You create and test your custom text analysis algorithms
by using the UIMA Software Development Kit, and then deploy and run
them on document collections in Watson Explorer Content Analytics.
About this task
As an alternative to manually developing annotators
with the UIMA SDK,
you can use Content Analytics Studio
to develop and deploy custom text analytics for Watson Explorer Content Analytics applications. Content Analytics Studio is a complete development
environment for the building, customization, and testing of dictionaries,
rules, and UIMA annotators. This environment eliminates the need
for specialist knowledge of the underlying technologies of natural
language processing or UIMA. Content Analytics Studio enables
you to develop text analysis engines without needing to write any
code. Content Analytics Studio is a separately
installable component of Watson Explorer Content Analytics.
Procedure
To develop analysis algorithms by using the UIMA Software
Development Kit and integrate the algorithms with collections:
-
Plan and design:
-
Determine what information you want to search for. What
are the documents that you want to retrieve?
Which concepts
and relationships are needed for each particular search task? For
example, product and employee names might be needed to enhance general
purpose searches on a pharmaceutical company's internal website, while
people in the area of research and development need to use variants
of drug names and see drug-cause-cure relationships.
-
Specify the kind of text analysis that you need to retrieve
the information in the documents that you want to search.
-
If your collection contains XML documents, decide whether
you want to exploit the XML markup in your solution. In Watson Explorer Content Analytics, you can use XML markup
in one of two ways:
- If you can use the XML markup in your custom analysis
(for example, your documents contain
<summary>
or <topic>
elements
that can be useful in a summarization or categorization annotator),
create a XML elements to the common analysis structure mapping file.

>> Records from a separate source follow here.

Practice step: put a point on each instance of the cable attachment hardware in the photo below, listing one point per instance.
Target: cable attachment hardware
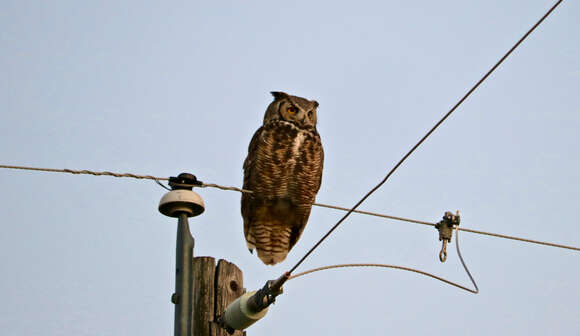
(184, 181)
(445, 228)
(252, 306)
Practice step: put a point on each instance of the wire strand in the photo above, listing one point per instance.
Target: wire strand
(474, 291)
(211, 185)
(423, 139)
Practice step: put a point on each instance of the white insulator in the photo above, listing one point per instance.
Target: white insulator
(181, 201)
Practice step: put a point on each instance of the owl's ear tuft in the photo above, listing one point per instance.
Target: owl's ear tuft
(279, 94)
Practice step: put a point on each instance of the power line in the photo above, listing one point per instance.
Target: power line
(459, 228)
(474, 291)
(423, 138)
(212, 185)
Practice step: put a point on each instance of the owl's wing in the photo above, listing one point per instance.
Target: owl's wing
(251, 158)
(249, 171)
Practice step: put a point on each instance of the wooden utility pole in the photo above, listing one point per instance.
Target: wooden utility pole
(214, 288)
(203, 290)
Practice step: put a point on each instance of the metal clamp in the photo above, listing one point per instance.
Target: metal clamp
(445, 228)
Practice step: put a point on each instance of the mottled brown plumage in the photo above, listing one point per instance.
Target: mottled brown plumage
(284, 171)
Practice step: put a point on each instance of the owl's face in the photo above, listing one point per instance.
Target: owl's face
(299, 111)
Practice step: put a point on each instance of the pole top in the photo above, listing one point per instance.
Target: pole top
(182, 199)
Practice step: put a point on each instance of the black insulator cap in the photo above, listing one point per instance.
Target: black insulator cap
(184, 181)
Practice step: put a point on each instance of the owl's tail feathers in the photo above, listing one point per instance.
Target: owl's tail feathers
(271, 258)
(271, 240)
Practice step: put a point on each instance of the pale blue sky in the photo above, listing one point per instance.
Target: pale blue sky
(165, 87)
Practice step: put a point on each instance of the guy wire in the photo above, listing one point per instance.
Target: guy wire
(474, 291)
(423, 138)
(212, 185)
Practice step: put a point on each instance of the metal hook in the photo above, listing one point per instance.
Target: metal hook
(445, 228)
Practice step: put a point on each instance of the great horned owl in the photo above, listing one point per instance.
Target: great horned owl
(284, 171)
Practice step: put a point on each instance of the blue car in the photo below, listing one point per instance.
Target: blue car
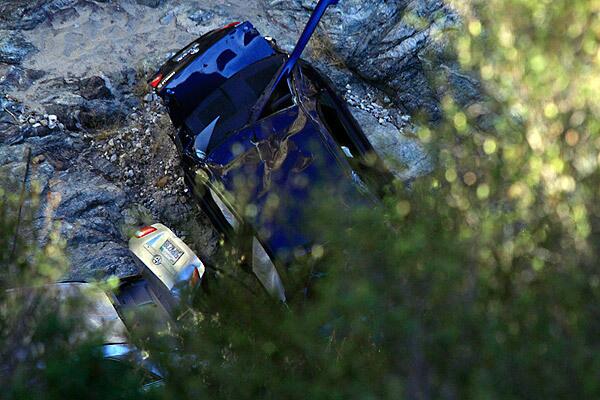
(262, 135)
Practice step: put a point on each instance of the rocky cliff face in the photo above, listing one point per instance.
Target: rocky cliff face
(400, 46)
(72, 89)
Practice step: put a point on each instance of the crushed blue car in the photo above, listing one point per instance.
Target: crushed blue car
(261, 133)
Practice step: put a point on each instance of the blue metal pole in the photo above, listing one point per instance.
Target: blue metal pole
(309, 29)
(285, 70)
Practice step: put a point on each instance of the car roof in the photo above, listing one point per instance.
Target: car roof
(228, 107)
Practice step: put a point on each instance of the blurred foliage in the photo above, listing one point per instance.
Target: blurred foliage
(480, 282)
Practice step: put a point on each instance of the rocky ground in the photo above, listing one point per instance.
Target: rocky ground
(72, 89)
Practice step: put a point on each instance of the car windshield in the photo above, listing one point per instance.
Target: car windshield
(228, 108)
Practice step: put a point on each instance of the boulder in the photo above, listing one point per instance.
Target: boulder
(90, 210)
(13, 47)
(95, 87)
(405, 157)
(398, 45)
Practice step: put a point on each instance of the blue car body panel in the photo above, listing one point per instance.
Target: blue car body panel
(281, 157)
(283, 162)
(241, 46)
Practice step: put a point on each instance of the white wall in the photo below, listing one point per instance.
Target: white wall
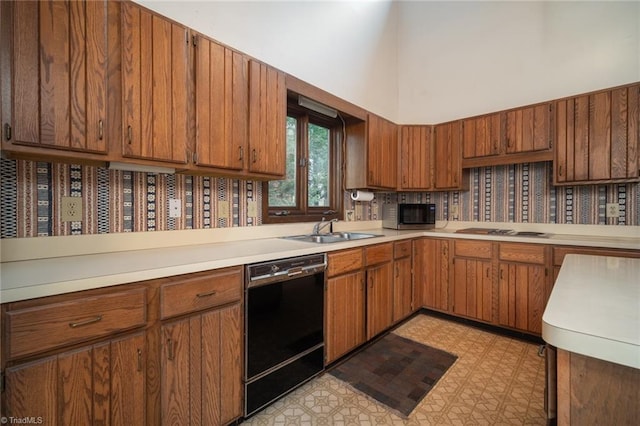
(459, 59)
(347, 48)
(431, 61)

- If you want to use the XML markup in your queries as it appears
in the document, you must enable native XML mapping.
-
Determine which text analysis result information that
is stored in the common analysis structure you want to be able to
access using semantic search. Create a common analysis structure to
index mapping file.
-
Determine whether you want to store analysis results
in a relational database, for example, to discover trends and associations
by using reporting or data mining applications. Create a common analysis
structure to database mapping file.
-
Design the semantic search application. Determine the
search user's use of the additional capabilities of semantic search.
Design the user interface.
-
Develop (UIMA activities):
-
Define the individual analysis steps.
-
Describe the type system for your mappings and analysis
algorithms.
-
Develop the analysis algorithms (annotators) for each
analysis step and embed the annotators in analysis engines by using
the UIMA Software
Development Kit.
-
After testing the analysis algorithms in UIMA, package the analysis
engines as a PEAR (Processing Engine Archive) file. The archive must
only contain your analysis algorithms, and not the basic Watson Explorer Content Analytics linguistic functionality.
When you design a text analysis solution, it might include
several analysis modules provided in more than one PEAR file. UIMA provides a means of
merging two or more PEAR files into a single PEAR file that you can
upload and run in Watson Explorer Content Analytics.
The facility for merging PEAR files ensures that there are no naming
collisions, the input and output capabilities are correctly merged,
and that there is no parameter overriding if merged parameters in
annotator descriptors have the same names. See the UIMA documentation for instructions
on how to merge PEAR files.
-
Deploy (Watson Explorer Content Analytics activities):
-
Use the administration console to upload the processing
engine archive file (.pear) to the Watson Explorer Content Analytics server. Provide a name
for the text analysis component by which you can refer to it.
-
Associate one or more collections with the uploaded
text analysis engine.
After you associate a text analysis
engine with a collection, you must restart the parser for the collection.
- Optional:
If you use this mapping, upload
and select the common analysis structure to database mapping that
you defined for your custom analysis.
You must associate
the mapping with individual collections, as applicable.
-
For each collection, upload and select the common analysis
structure to index mapping that you defined for semantic search.
-
Do one of these actions:
- Rebuild the index. If you use a document cache, you can rebuild
the index from the cache.
- If you change the category tree or dictionary resources, start
or restart the resource deployment task, and then rebuild the index.